Safe to drop off food
“The staff were behind the glass and there to answer questions … but then once you drive away then they’ll come out and they’ll take the stuff in. So it’s a very safe system.”
Flinn urges the public to donate any food they do not need to Feed Nova Scotia.
“Please don’t let anything go to waste,” he said. “We can’t waste one potato or one onion right now. It’s a crucial time.”
Flinn, who has a young family, said he understands why people are fearful and may be trying to stock up their own supplies. But he thinks there has been over-purchasing and urges people to think of others.

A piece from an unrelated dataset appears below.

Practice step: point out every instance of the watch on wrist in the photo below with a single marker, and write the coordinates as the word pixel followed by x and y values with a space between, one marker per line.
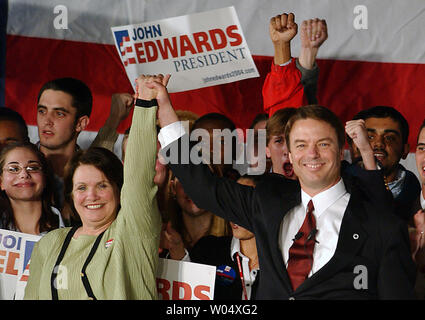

“A lot of the product that has been sort of stockpiled is not going to get used, I really believe that,” he said.
“If a week or two from now, maybe things will shift a little bit. I would simply ask that people re-evaluate and see how much they could donate. Any amount helps. It could be a couple of cans of something that you feel is not going to put you and your family at risk. There are other families that really need it.”
Feed Nova Scotia suggests the best way to donate is still by giving money through its website. Perishable and non-perishable food donations can be dropped off in donation bins at the front entrance of 67 Wright Avenue in Dartmouth, or at local food banks.